Fetch Data from PostgreSQL Databases in Python

We use pandas and psycopg2 together to connect with PostgreSQL. psycopg2 is a package allows us to create a connection with PostgreSQL databases in Python, and we will use sqlio within pandas to interact with the database.

If you haven't install the psycopg2 package, simply install it using pip install psycopg2 in terminal.

Database Connection

First we create a connection variable conn so we can call it later when we need it:

conn = psycopg2.connect(
            dbname="dbname", 
            user="username",
            password="password", 
            host="postgresql_host", 
            port="443"
        )

Store SQL Queries

Instead of writing SQL queries inside a function, we store them in python variables so we can call it in sql io functions:

sql_query = """
            SELECT * FROM your_table_name
            WHERE ds = "${bizdate}";
            """

Execute SQL Queries

Now we can use sqlio from pandas.io.sql to execute the SQL command we wrote. It will return a pandas DataFrame so we can simply assign a variable name to it:

df = sqlio.read_sql_query(sql_query.replace('${bizdate}',bizdate), conn)

Documentation of read_sql_query: https://pandas.pydata.org/pandas-docs/stable/reference/api/pandas.read_sql_query.html

Notice I used a .replace() method for the sql_query. Because often PostgreSQL is used in datawarehosue and the data is store with partition. With the replace of partition, we can execute the command in the correct partition. In my case, the partitions are named with a certain date format (20191225) of yesterday, to create the variable bizdate, use:

import datetime
bizdate = (datetime.date.today() - datetime.timedelta(1)).strftime('%Y%m%d')

Output DataFrame

After some data cleaning, we can export the DataFrame df to other form like .csv files or write it to other database like MySQL:

# export as csv files
df.to_csv('./csv/df.csv', index = False, encoding = 'utf-8')
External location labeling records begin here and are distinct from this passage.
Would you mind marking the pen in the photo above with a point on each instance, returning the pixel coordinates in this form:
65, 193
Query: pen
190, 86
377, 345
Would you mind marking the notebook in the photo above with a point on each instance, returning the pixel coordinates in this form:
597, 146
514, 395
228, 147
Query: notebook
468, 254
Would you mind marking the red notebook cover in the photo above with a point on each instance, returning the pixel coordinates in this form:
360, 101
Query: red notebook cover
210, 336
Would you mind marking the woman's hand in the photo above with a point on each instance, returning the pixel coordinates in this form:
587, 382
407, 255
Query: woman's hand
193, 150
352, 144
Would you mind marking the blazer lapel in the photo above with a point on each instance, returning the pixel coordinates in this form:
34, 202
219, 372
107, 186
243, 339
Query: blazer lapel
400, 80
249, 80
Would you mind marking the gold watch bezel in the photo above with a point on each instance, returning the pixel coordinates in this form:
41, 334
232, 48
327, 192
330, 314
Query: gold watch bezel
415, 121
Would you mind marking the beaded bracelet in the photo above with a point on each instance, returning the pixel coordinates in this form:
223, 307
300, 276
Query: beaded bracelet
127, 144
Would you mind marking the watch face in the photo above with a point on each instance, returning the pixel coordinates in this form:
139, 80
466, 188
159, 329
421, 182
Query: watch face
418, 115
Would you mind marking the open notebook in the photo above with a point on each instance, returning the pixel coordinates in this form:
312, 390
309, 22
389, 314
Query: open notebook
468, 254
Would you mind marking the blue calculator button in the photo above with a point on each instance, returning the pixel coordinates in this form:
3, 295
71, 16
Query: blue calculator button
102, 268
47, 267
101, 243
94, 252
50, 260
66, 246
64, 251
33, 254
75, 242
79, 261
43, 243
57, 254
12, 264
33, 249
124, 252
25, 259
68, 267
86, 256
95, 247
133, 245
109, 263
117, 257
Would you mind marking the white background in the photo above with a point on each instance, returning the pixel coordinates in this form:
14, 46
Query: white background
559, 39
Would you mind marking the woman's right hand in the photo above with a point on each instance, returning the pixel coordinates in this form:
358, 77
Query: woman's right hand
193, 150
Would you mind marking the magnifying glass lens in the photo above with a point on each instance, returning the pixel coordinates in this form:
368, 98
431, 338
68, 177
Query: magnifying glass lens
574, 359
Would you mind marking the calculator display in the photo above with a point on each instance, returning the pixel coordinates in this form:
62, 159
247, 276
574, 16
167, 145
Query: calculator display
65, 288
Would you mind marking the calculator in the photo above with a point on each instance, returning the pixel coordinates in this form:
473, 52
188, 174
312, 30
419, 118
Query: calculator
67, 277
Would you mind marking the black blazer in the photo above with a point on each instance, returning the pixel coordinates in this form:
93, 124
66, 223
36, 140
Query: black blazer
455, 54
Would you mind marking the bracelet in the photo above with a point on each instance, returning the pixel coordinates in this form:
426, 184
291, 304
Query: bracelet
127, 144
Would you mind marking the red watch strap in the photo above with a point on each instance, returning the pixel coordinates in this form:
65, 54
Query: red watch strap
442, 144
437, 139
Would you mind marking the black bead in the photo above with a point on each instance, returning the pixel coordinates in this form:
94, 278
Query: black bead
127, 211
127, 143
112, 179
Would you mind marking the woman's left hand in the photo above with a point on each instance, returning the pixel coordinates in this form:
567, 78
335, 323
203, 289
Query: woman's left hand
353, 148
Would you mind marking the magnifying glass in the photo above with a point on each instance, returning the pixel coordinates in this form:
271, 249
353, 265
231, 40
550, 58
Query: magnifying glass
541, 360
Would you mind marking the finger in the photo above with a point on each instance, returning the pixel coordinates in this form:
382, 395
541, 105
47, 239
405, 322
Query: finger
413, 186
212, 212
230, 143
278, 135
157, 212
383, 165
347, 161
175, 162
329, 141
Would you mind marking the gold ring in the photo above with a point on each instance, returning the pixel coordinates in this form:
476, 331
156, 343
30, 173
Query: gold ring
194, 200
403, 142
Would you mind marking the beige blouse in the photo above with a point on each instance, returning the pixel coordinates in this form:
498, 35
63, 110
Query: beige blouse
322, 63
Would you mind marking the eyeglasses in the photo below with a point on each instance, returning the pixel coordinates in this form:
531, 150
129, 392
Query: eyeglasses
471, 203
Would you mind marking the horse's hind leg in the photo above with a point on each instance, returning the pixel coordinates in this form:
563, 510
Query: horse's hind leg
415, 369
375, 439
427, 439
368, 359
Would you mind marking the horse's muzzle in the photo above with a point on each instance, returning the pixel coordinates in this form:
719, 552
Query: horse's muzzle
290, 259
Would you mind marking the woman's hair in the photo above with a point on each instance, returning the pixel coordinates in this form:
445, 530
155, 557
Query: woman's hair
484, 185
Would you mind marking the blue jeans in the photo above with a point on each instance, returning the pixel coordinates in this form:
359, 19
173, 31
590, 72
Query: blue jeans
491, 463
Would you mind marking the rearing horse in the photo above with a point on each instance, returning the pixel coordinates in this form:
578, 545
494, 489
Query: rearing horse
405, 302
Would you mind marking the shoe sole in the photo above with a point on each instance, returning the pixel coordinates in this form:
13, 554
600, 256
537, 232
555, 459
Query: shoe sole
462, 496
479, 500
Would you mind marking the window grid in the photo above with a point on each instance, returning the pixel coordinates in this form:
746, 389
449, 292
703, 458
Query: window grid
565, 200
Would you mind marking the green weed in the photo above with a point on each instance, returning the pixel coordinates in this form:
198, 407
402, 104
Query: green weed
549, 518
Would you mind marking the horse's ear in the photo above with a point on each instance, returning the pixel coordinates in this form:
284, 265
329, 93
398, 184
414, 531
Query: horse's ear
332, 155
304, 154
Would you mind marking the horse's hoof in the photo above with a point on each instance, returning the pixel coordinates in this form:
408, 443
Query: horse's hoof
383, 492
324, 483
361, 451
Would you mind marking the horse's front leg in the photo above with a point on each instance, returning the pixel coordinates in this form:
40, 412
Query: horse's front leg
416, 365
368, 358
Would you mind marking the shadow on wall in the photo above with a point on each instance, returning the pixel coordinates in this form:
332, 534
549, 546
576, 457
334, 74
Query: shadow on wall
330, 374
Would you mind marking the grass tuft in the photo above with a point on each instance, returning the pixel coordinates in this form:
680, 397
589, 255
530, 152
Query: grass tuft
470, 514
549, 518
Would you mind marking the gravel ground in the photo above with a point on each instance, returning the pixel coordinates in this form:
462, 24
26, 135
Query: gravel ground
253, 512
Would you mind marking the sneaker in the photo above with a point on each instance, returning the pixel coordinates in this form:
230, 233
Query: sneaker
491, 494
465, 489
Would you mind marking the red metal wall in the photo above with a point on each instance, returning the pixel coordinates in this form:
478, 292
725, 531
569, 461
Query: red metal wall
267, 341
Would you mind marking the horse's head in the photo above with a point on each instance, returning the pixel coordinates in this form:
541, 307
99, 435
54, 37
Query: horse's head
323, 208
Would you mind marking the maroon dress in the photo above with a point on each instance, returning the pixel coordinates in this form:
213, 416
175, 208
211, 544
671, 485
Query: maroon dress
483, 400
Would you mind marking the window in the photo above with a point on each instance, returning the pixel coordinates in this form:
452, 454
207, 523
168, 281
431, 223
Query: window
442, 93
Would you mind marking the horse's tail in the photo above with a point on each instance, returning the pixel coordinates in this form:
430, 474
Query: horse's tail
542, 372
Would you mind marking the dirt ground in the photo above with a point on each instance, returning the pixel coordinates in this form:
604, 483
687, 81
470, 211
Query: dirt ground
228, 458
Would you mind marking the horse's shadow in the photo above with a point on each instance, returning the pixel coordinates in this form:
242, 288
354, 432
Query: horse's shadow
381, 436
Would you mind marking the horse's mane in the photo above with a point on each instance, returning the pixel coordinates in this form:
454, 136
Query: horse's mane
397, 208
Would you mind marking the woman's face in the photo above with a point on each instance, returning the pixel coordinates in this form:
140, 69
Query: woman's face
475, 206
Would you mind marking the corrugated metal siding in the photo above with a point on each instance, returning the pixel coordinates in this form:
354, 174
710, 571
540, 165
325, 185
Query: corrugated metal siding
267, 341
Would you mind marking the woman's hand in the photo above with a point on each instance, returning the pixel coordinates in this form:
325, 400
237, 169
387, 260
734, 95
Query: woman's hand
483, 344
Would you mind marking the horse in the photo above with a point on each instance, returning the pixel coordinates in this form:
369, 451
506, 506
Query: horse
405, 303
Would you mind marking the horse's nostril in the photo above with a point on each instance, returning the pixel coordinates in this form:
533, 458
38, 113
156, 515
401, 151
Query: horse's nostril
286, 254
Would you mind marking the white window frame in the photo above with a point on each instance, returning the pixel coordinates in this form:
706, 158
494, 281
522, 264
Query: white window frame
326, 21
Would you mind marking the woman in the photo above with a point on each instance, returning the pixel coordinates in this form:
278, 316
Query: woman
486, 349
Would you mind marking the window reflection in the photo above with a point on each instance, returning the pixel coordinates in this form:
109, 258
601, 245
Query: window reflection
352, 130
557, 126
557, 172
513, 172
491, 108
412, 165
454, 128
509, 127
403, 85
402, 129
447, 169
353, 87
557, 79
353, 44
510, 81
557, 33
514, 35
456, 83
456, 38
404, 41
# write to MySQL databases
from sqlalchemy import create_engine

host = 'mysql_host'
port = 3306
db = 'dbname'
user = 'username'
password = 'password'

engine = create_engine(str(r"mysql+mysqlconnector://%s:" + '%s' + "@%s/%s") % (user, password, host, db))

try:
    df.to_sql('your_target_table', con=engine, if_exists='replace', index=False)
    print('Sucess!')
except Exception as e:
    print(e)

Automation

Further, the data fetching process can be automated with crontab.

Complete Code

import datetime
import time
import psycopg2
import pandas.io.sql as sqlio
import pandas as pd


def get_data():		

	bizdate = (datetime.date.today() - datetime.timedelta(1)).strftime('%Y%m%d')
    print('Define bizdate = ' + bizdate)

	print('Create Database Connection')
    conn = psycopg2.connect(
                dbname="dbname", 
                user="username",
                password="password", 
                host="postgresql_host", 
                port="443"
            )	

    print('Read SQL Queries')
    sql_query = """
            SELECT * FROM your_table_name
            WHERE ds = "${bizdate}";
            """

    print('Fetch Data')
    df = sqlio.read_sql_query(sql_query.replace('${bizdate}',bizdate), conn)

    print('Export CSV Files')
    df.to_csv('./csv/weixin_xiaoxi.csv', index=False, encoding = 'utf-8')

    print('Close Database Connection')
    conn = None

if __name__ == "__main__":
    get_data()
    print('Finish!')
    now = time.strftime('%Y-%m-%d %H:%M:%S',time.localtime(time.time()))
    print(now)
    print('==================================')